Freemelt has been collaborating with UKAEA since April 2023 and is currently delivering large-scale production tests of additively manufactured tungsten tiles for fusion machines, as part of an ongoing proof-of-concept. UKAEA is now working to advance to in-house development and production of fusion components through an investment in Freemelt’s industrial machine eMELT, which supports both feasibility studies and proof-of-concept.
“UKAEA’s investment in eMELT is an important confirmation that our [PBF-EB] technology meets the demanding requirements in fusion, further strengthening our position in the energy sector,” Daniel Gidlund, CEO of Freemelt, shared.
Fusion has great potential as an energy source, and in the coming years, prototype fusion machines and power plants will require significant volumes of advanced components. Unlike today’s nuclear power, which relies on fission (nuclear splitting), fusion does not produce long-lived radioactive waste. However, for the process to succeed, extremely high temperatures and advanced materials that can withstand the harsh conditions of the fusion environment are essential.
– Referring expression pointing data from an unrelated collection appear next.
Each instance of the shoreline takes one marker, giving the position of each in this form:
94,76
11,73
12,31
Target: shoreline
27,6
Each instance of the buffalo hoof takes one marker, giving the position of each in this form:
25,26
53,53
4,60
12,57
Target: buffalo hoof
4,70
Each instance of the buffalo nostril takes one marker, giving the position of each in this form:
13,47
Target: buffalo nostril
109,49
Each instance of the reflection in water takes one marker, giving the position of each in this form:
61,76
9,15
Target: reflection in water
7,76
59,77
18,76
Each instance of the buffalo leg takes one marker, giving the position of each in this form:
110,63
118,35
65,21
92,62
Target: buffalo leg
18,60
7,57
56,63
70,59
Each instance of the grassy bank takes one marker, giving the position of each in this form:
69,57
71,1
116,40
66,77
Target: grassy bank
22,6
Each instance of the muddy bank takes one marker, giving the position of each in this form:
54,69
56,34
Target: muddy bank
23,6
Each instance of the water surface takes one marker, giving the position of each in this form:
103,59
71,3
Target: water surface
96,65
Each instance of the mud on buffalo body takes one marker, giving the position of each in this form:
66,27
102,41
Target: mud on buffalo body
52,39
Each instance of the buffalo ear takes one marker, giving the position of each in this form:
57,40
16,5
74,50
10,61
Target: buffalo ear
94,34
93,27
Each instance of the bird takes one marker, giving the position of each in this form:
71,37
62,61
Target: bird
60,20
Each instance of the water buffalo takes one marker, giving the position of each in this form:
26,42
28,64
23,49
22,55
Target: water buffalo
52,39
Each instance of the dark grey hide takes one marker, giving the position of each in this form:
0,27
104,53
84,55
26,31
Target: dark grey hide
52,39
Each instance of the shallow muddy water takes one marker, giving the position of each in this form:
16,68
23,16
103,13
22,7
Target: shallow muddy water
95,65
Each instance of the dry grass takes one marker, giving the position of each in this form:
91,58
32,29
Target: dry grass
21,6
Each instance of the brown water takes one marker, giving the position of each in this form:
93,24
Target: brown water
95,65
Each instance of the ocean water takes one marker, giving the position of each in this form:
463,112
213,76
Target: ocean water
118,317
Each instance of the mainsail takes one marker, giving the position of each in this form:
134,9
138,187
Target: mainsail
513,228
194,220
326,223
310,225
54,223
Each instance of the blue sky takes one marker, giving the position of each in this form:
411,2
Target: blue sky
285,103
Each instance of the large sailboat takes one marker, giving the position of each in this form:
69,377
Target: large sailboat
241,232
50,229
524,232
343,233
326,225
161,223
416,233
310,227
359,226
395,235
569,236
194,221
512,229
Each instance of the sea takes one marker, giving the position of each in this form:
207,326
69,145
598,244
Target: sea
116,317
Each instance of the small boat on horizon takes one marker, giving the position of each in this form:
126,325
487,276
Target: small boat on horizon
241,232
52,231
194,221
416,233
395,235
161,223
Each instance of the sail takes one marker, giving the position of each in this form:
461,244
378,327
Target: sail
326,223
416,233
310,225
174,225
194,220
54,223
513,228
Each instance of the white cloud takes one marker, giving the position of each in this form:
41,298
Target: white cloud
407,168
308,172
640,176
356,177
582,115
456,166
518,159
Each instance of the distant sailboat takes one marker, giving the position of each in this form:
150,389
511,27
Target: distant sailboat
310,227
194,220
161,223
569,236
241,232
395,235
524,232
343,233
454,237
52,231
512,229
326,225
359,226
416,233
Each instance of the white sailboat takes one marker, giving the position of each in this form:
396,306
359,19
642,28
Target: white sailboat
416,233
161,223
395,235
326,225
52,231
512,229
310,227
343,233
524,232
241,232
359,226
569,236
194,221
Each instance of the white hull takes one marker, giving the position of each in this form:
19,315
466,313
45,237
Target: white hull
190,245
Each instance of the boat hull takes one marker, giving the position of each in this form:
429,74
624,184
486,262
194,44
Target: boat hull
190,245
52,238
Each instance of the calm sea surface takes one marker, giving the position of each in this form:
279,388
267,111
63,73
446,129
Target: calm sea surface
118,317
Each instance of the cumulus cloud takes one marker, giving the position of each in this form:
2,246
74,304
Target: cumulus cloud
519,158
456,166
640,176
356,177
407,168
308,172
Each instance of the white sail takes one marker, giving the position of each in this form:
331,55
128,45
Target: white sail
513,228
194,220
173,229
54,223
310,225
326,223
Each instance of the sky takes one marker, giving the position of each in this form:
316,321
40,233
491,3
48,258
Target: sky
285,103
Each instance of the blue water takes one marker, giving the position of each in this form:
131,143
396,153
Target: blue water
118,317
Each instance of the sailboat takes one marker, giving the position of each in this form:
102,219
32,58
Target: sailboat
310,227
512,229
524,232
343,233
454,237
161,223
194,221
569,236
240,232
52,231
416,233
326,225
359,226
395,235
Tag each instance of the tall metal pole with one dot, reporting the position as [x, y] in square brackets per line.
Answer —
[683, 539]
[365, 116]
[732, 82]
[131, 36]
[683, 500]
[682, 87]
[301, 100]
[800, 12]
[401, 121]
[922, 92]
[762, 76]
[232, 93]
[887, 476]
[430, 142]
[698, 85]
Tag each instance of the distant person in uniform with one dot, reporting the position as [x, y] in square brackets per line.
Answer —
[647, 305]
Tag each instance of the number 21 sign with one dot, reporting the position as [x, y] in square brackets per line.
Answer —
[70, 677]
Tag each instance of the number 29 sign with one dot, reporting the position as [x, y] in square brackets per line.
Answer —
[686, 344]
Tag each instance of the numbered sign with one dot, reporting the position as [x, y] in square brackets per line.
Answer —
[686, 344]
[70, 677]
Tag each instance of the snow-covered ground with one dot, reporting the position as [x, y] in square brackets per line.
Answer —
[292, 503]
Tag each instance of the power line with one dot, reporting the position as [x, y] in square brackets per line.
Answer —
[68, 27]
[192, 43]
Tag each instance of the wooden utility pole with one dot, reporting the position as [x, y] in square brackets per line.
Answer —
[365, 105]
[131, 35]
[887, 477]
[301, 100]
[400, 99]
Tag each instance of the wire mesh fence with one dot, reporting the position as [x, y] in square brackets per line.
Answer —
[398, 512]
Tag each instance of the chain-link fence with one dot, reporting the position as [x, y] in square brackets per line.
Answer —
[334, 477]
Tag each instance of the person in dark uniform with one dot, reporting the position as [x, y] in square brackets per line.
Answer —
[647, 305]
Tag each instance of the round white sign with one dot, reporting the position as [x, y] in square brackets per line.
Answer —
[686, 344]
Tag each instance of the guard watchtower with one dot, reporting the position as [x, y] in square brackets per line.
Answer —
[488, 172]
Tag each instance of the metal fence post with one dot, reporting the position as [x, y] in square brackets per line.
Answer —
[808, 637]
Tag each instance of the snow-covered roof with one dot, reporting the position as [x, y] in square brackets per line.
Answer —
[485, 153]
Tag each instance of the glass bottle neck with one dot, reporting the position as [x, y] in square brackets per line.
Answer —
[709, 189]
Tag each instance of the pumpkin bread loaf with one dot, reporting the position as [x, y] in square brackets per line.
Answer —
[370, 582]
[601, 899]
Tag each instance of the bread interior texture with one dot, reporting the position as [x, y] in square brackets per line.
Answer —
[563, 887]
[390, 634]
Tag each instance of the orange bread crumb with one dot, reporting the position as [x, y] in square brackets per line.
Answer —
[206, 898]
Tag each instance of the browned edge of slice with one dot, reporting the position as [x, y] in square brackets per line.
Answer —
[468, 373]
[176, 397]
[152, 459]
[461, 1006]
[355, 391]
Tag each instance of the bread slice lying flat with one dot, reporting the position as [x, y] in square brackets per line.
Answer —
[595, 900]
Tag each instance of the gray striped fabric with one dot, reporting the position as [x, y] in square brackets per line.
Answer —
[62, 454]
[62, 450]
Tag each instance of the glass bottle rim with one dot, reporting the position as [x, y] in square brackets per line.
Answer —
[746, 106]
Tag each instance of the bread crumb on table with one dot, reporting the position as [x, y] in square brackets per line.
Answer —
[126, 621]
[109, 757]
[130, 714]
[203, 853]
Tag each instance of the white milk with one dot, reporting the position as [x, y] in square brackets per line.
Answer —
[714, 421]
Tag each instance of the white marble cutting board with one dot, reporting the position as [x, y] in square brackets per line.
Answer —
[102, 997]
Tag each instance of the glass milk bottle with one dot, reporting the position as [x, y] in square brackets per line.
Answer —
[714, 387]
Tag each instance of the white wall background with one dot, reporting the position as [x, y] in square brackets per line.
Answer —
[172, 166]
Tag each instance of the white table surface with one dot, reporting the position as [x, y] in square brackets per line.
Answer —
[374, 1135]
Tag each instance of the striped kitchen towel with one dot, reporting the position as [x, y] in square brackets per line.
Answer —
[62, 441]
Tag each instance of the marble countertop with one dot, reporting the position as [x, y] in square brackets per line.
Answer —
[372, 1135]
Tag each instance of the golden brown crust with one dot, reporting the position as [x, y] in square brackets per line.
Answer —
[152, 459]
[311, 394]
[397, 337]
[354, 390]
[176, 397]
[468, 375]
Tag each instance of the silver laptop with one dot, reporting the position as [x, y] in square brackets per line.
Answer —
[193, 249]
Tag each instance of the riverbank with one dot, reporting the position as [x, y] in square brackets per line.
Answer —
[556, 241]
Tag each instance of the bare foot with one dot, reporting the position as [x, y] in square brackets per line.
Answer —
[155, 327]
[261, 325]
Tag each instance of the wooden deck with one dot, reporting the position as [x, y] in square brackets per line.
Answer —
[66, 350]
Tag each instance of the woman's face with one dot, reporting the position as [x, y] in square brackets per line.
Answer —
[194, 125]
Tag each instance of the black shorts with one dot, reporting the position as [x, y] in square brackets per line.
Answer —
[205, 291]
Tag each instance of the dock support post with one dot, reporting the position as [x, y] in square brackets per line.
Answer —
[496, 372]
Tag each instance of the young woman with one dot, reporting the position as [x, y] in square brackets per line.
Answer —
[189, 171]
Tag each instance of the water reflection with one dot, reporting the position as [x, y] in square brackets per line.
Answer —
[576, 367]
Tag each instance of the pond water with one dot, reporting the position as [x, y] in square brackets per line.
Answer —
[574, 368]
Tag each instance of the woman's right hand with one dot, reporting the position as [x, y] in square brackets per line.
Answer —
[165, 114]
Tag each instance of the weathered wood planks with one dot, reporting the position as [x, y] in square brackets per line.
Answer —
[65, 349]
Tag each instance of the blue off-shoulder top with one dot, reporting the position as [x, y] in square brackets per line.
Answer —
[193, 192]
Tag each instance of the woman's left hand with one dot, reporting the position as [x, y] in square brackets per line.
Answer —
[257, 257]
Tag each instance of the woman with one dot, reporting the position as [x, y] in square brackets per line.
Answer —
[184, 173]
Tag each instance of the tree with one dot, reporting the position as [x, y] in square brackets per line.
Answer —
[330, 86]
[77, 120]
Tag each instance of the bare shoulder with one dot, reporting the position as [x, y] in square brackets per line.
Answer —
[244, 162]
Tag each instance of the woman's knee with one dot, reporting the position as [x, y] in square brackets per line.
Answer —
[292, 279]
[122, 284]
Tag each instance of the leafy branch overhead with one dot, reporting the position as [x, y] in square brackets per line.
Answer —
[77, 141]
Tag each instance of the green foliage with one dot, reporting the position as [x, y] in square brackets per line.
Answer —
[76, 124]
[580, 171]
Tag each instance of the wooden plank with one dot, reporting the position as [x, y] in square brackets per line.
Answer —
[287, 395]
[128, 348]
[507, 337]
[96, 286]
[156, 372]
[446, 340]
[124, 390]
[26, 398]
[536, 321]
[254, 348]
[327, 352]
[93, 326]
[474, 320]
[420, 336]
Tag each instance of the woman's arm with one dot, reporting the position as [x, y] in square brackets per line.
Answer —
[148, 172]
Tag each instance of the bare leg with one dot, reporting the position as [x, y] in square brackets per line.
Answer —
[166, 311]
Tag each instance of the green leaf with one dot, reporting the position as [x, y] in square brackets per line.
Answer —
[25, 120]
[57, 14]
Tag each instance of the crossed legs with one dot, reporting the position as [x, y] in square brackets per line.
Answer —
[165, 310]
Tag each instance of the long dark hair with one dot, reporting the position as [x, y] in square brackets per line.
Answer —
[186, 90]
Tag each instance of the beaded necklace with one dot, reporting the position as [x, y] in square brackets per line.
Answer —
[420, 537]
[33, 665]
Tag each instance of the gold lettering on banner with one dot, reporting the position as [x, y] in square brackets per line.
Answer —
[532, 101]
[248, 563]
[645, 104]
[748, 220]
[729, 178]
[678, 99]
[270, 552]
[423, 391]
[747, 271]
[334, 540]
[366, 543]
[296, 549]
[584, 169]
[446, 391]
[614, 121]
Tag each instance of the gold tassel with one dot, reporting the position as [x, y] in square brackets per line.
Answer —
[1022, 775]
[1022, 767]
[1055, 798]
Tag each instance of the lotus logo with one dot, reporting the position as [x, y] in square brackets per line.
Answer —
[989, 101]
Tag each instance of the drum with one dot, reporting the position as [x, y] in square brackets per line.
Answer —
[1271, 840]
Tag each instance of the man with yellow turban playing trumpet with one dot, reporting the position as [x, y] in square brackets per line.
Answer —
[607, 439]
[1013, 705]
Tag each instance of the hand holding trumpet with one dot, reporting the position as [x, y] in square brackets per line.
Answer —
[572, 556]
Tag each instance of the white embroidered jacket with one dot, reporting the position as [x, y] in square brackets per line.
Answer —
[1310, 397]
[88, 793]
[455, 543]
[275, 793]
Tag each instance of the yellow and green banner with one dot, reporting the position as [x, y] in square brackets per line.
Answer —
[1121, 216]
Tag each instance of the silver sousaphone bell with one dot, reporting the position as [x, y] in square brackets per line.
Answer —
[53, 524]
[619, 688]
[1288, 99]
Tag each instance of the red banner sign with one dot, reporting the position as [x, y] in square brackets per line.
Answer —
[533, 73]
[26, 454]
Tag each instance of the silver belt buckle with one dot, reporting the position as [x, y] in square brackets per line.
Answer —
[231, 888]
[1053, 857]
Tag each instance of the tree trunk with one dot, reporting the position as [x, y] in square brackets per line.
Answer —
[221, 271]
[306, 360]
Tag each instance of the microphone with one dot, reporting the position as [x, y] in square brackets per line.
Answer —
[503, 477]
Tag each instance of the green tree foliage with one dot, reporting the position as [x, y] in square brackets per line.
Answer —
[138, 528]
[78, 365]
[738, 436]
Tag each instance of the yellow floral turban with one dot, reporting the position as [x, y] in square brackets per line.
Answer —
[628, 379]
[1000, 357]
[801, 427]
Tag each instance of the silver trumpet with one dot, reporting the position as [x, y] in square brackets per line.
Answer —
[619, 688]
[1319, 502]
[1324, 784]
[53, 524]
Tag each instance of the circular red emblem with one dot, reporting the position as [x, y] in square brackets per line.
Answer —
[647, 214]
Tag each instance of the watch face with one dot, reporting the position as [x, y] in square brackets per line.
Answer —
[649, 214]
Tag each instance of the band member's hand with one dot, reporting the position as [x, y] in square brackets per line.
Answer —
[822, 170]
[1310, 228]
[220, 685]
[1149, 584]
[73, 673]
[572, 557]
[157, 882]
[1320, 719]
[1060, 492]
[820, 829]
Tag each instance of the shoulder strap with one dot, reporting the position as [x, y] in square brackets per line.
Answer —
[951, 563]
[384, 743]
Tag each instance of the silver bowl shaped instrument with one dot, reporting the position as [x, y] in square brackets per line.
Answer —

Recent advancements in fusion, both internationally and through Swedish companies like Novatron, have increased interest in the technology. Total investment in the energy sector is expected to rise from $300 billion in 2023 to $500 billion by 2030, corresponding to an annual growth rate of 7.4%. In the fusion sector, investments reached $7.1 billion in 2024, driven by large-scale research projects and increased private investments from companies such as Commonwealth Fusion Systems. Additionally, substantial public funding has supported major research initiatives such as STEP – the UK’s prototype fusion power plants – as well as ITER and DEMO (Demonstration Fusion Power Reactor), in an effort to strengthen fusion as a key strategic energy technology.
Prototype fusion power plants and machines are essential for validating fusion technology before scaling to commercial electricity production, requiring millions of tungsten components. ITER, the world’s largest fusion reactor, is predicted to need between 1 and 15 million tungsten tiles, while smaller machines under development by private fusion companies will require about 10% of ITER’s volume.
UKAEA acts as a key player in fusion energy research and development, driving several advanced research projects to commercialise fusion as a safe, sustainable, and emission-free energy source. Through collaborations with industry and academia, UKAEA is driving the development of new materials and manufacturing methods required for future fusion power plants.